Sur l’assujettissement de produits comme le GPS et l’autoradio, décrié par les industriels comme étant en décalage avec les usages réels, le directeur de la SACD juge que, ces produits contenant des disques durs et/ou des fonctionnalités permettant de copier de la musique pour l’écouter, il est logique qu’ils y soient soumis, et, ajoute-t-il, il en serait de même si les industriels venaient, à l’avenir à inclure une fonction audio dans un rasoir électrique ou une fonction vidéo sur un frigo, par exemple. Pour ce qui est de la différence du taux de rémunération pour copie privée par rapport aux autres pays européens, il note que la comparaison n’est pas toujours justifiée, puisque les assiettes peuvent différer, comme en Allemagne, où les graveurs sont pris en compte. Pour lui, la France a également ceci d’exceptionnel qu’on y soutient plus la création, et l’utilisation des biens culturels y serait plus importante que dans d’autres pays, justifiant ainsi une rémunération pour copie privée plus élevée.
Déni de démocratie
La copie privée pénaliserait, in fine, les consommateurs selon les industriels ? Pas forcément estime Pascal Rogard, qui cite l’exemple britannique, où, en dépit de l’absence d’une telle ponction, un iPad est plus cher. Le directeur de la SACD accuse par ailleurs la grande distribution de faire des marges sur le dos de la rémunération copie privée et réclame que son montant soit affiché, une obligation à laquelle les industriels rechignent pour l’instant, au motif que le décret n’est pour l’instant pas paru.

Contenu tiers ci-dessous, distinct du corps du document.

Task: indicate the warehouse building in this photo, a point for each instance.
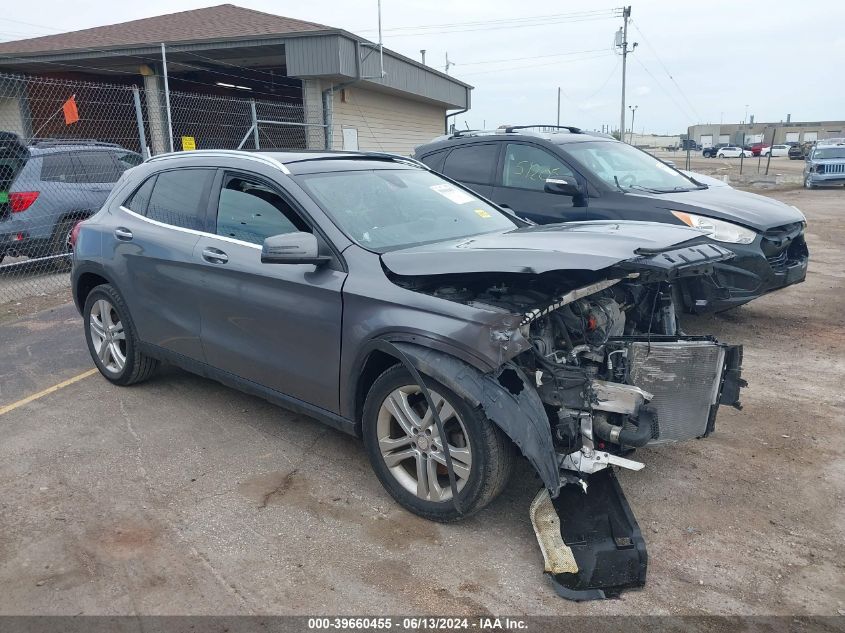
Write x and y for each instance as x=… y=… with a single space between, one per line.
x=787 y=131
x=313 y=86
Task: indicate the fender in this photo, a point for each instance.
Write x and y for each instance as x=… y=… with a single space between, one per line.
x=507 y=397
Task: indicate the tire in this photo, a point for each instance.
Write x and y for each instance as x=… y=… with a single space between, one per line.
x=473 y=438
x=121 y=360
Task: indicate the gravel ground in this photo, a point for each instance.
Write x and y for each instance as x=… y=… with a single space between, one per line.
x=180 y=496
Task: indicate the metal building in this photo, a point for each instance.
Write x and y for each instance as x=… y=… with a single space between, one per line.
x=315 y=86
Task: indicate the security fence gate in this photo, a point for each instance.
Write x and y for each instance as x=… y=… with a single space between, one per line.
x=64 y=144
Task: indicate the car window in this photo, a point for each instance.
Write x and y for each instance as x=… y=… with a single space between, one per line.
x=60 y=167
x=97 y=167
x=527 y=167
x=435 y=160
x=385 y=209
x=139 y=200
x=179 y=197
x=250 y=211
x=472 y=163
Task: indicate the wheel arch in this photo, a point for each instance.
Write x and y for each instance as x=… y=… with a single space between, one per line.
x=505 y=394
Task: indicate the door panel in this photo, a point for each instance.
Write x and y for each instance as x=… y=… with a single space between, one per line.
x=522 y=175
x=160 y=281
x=278 y=325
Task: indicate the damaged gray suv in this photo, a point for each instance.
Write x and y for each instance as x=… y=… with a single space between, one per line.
x=398 y=306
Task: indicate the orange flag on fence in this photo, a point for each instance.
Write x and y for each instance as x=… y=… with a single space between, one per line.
x=70 y=111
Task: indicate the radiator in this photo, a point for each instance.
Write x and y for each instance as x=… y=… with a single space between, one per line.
x=684 y=377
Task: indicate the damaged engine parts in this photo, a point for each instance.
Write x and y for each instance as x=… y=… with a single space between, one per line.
x=401 y=308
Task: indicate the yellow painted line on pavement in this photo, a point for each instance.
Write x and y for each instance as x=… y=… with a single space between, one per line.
x=47 y=391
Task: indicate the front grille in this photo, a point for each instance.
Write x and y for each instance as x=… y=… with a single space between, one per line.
x=684 y=377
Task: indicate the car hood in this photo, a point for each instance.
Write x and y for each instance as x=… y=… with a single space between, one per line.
x=725 y=203
x=538 y=249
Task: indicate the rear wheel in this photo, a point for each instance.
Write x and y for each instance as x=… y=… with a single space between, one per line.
x=112 y=339
x=407 y=451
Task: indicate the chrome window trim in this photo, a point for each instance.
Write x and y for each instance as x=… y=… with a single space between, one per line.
x=182 y=229
x=232 y=153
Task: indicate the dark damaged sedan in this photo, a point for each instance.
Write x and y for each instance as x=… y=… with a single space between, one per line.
x=369 y=292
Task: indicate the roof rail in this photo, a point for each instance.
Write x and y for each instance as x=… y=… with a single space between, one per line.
x=231 y=153
x=42 y=142
x=570 y=128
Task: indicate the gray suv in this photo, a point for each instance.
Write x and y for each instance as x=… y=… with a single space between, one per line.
x=825 y=164
x=47 y=186
x=396 y=305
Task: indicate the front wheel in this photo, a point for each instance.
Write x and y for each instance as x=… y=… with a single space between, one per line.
x=407 y=452
x=112 y=339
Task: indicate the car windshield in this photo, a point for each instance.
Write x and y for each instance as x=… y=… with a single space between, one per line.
x=387 y=209
x=625 y=167
x=829 y=152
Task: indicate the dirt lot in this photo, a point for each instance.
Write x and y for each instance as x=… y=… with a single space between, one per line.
x=182 y=496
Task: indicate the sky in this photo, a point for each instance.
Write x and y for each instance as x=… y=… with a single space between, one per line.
x=696 y=62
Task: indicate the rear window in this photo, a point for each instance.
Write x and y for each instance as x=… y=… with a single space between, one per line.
x=473 y=163
x=179 y=197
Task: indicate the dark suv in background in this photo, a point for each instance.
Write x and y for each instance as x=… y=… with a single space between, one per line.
x=48 y=185
x=572 y=175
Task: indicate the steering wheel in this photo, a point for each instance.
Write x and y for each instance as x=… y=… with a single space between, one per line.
x=628 y=180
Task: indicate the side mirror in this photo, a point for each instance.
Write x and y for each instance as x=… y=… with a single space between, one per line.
x=292 y=248
x=562 y=186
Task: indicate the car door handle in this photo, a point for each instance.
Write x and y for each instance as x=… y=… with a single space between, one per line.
x=214 y=255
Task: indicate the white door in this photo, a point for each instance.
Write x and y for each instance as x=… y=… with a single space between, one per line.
x=350 y=139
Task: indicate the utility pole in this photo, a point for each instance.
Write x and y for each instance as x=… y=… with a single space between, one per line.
x=633 y=110
x=558 y=105
x=622 y=42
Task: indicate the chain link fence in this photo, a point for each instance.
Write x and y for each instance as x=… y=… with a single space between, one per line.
x=64 y=144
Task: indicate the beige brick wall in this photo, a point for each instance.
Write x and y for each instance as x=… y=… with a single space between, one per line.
x=385 y=123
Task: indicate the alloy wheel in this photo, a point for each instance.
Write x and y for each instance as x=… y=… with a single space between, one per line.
x=412 y=448
x=107 y=336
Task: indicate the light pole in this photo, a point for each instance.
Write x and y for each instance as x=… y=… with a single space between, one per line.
x=633 y=110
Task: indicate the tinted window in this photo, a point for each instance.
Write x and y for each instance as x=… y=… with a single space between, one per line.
x=250 y=211
x=473 y=163
x=125 y=160
x=179 y=198
x=527 y=167
x=97 y=167
x=59 y=168
x=138 y=201
x=435 y=160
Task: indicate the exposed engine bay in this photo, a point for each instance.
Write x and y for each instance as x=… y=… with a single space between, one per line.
x=613 y=372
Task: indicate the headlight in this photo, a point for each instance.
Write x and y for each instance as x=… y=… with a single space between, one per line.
x=718 y=230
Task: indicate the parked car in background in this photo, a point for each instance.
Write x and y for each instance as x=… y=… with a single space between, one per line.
x=48 y=185
x=825 y=164
x=604 y=179
x=775 y=150
x=732 y=151
x=710 y=152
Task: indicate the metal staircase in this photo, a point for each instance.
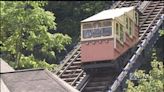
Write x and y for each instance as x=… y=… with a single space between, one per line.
x=149 y=24
x=71 y=71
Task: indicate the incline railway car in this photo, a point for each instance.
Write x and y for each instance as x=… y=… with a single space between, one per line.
x=107 y=35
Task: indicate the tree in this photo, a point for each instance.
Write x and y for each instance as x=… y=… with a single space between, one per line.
x=24 y=25
x=151 y=82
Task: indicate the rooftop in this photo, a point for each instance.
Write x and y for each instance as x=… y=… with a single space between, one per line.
x=34 y=80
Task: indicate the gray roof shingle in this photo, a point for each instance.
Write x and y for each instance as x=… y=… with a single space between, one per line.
x=38 y=80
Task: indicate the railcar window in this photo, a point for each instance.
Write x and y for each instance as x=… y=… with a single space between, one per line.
x=136 y=18
x=87 y=25
x=96 y=32
x=107 y=31
x=117 y=29
x=127 y=23
x=121 y=33
x=130 y=27
x=87 y=34
x=107 y=23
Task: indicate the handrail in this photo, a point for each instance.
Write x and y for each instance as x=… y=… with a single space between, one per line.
x=77 y=77
x=134 y=57
x=69 y=65
x=149 y=14
x=68 y=57
x=150 y=24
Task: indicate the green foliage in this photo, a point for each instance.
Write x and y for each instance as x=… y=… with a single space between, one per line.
x=24 y=25
x=151 y=82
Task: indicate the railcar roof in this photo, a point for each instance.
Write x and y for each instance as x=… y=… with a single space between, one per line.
x=108 y=14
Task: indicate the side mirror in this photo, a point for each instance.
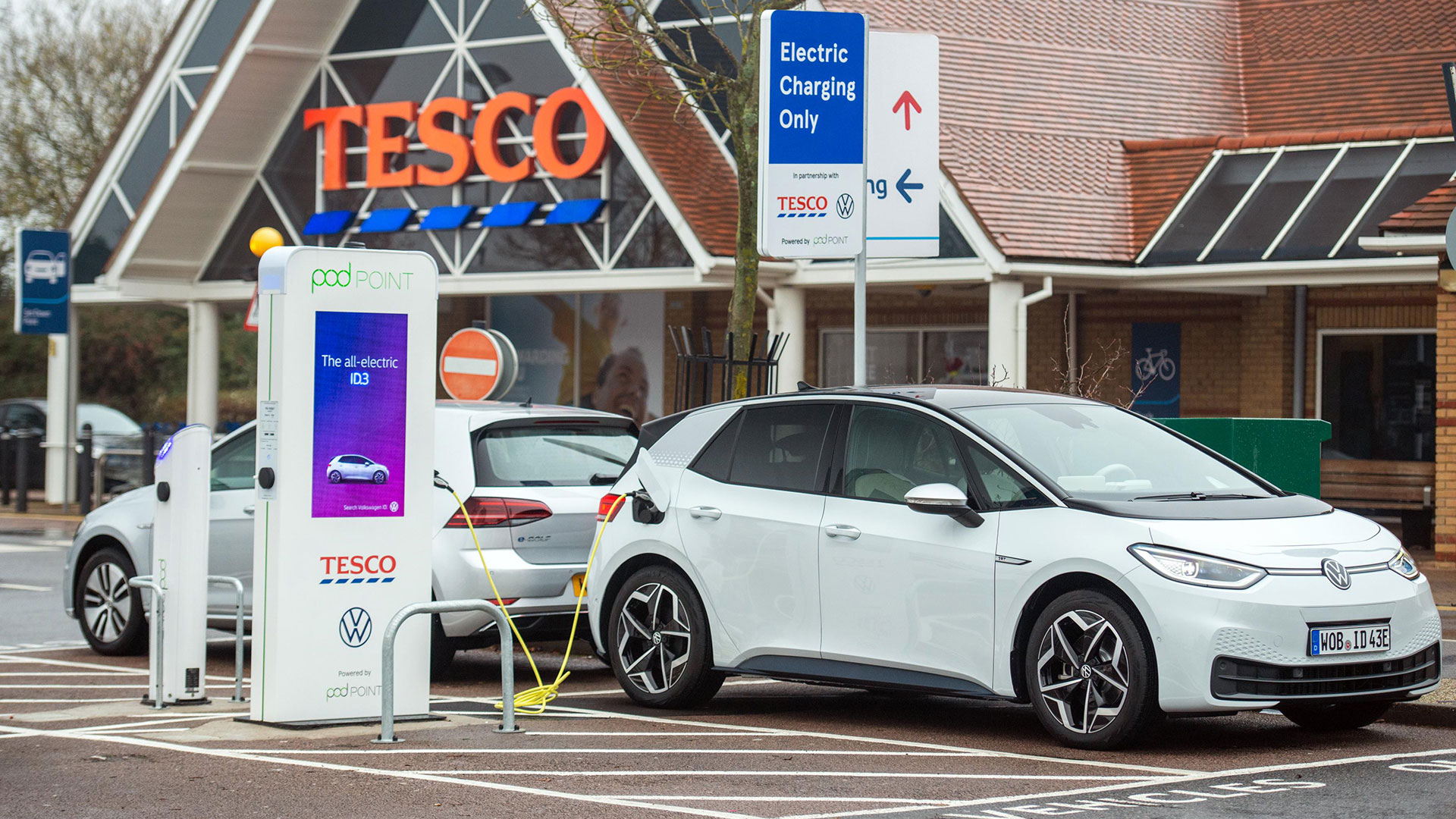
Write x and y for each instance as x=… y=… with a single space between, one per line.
x=944 y=499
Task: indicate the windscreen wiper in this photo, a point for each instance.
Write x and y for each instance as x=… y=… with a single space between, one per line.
x=587 y=449
x=1200 y=496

Enfin, il précise que le blocage dont menacent les industriels serait un "déni de démocratie" et ne saurait avoir lieu, puisque les décisions peuvent être prises en leur absence lors d’une seconde délibération.
Dans un communiqué envoyé mardi soir, les ayant-droits réunis (Copie France, Sacem, Adami, Spedidam, Procirep, SACD, Scam, SCPP, SPPF, Sofia et Sorimage) estiment que « la rémunération pour copie privée constitue un élément essentiel de la rémunération légitime de leur travail et du financement des activités culturelles de notre pays, où elles génèrent un nombre très important d’emplois, au travers notamment d’un grand nombre d’évènements culturels répartis sur l’ensemble du territoire national » et que « cette rémunération ne représente qu’une partie infime du chiffre d’affaires des entreprises qui ont cru pouvoir prendre l’initiative de quitter la Commission et dont l’activité consiste pour l’essentiel, s’agissant des supports assujettis, à importer des supports ou appareils fabriqués à l’étranger sans création significative d’emplois dans notre pays."